La Commission lance une étude pour déterminer les besoins de connexions et identifier des projets clefs dans le secteur des transports aériens et maritimes. Cette étude vise également un meilleur accompagnement dans la préparation des projets en vue d'un éventuel financement européen.

La Commission explorera, dans les cas justifiés, la possibilité de cofinancer des ports et aéroports spécifiquement pour les régions ultrapériphériques.

Et enfin, elle s'évertuera à mieux prendre en compte les besoins de connexions des régions ultrapériphériques dans le cadre du Mécanisme pour l'Interconnexion en Europe et des Réseaux Transeuropéens de Transport, lors de leur révision.

Comment comptez-vous aider les régions ultrapériphériques à mieux coopérer avec leurs pays voisins et pénétrer de nouveaux marchés?

La stratégie contribuera à approfondir les liens avec les pays voisins en favorisant la réalisation de projets communs notamment dans le domaine de la prévention et la gestion des risques naturels, la protection de l'environnement, la gestion des déchets, les transports et l'énergie.

Afin de faciliter la coopération, la Commission lancera une réflexion sur une meilleure coordination et alignement des règles entre les différents instruments et programmes européens (le Fonds européen de développement régional et le fonds européen de développement, par exemple) et considérera la possibilité de mettre en place des programmes conjoints entre les régions ultrapériphériques et leurs pays voisins.

Le rayonnement des régions ultrapériphériques dans leur zone passe également par des échanges accrus, et pas seulement des échanges économiques; la Commission réfléchira à étendre le programme Erasmus pour les jeunes entrepreneurs aux pays tiers.

Comment l'UE va-t-elle mieux aider les régions ultrapériphériques à lutter contre le changement climatique?

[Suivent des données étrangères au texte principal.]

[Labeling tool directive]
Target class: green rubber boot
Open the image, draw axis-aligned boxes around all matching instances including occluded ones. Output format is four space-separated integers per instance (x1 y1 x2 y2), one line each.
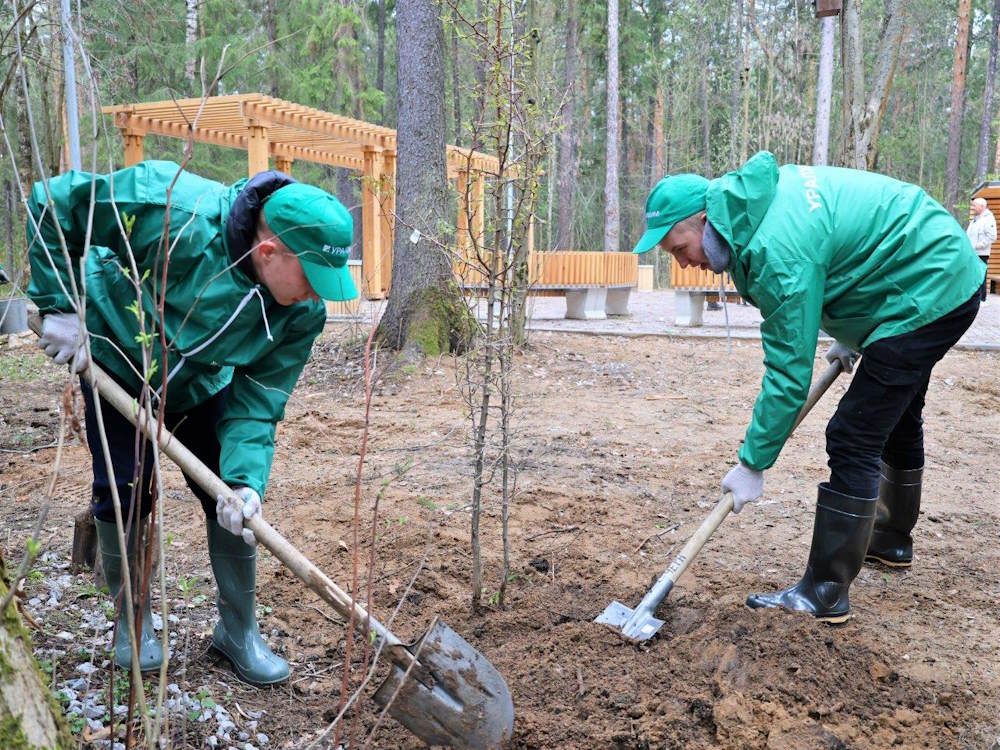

L'UE soutient des projets permettant d'atténuer l'impact lié au changement climatique (par exemple l'intervention sur les tronçons terminaux des principales rivières de Funchal financé par l'UE à Madère).

La nouvelle stratégie prendra également mieux en compte la situation spécifique des régions ultrapériphériques également dans son programme LIFE, qui soutient des projets permettant de surveiller, prévoir et s'adapter aux risques naturels extrêmes. L'UE intègrera par ailleurs les défis auquel doivent faire face les régions ultrapériphériques dans sa stratégie pour l'adaptation au changement climatique qui, présentée en 2013, est à présent évaluée en vue de sa possible révision.

La Commission prête main-forte aux territoires affectés par des catastrophes naturelles, et réfléchit en ce moment à la meilleure façon de combiner différents fonds (le fonds européen de développement régional, le fonds européen de développement et le fonds de solidarité de l'UE) pour soutenir les efforts de reconstruction à Saint-Martin/Sint-Maarten suite au passage de l'ouragan Irma, tout en proposant de recourir au nouveau mécanisme de soutien permettant de financer à 95% les travaux avec le budget européen.

Quelles sont les nouveautés de la stratégie sur la pêche?

La Commission évaluera la pertinence de l'usage des aides d'Etat pour soutenir le renouvellement de la petite flotte de pêche artisanale des régions ultrapériphériques, dans le respect d'une pêche durable. Enfin, la stratégie encouragera une collaboration accrue avec les Etats membres dans la lutte contre la pêche illégale et la collecte des données scientifiques dans le domaine de la pêche.

Quelles sont les nouveautés de la stratégie en ce qui concerne l'agriculture?

La Commission proposera la continuation des programmes POSEI et le maintien de conditions spécifiques dans les programmes de développement rural des régions ultrapériphériques (aide au fonctionnement pour le POSEI, taux de cofinancement plus favorable pour les programmes de développement rural, par exemple).

Les productions agricoles des régions ultrapériphériques peuvent être de véritables atouts compétitifs et offrir un fort potentiel de différentiation, comme le montrent le rhum de Martinique, la banane des Antilles, des iles Canaries ou de Madère ou le vin des Açores. La stratégie invite les régions à d'ors et déjà utiliser pleinement les financements européens pour promouvoir l'innovation, limiter les risques liés aux fluctuations des marchés et promouvoir leurs produits agricoles via les labels qualité communautaires, nationaux ou le logo "région ultrapériphérique".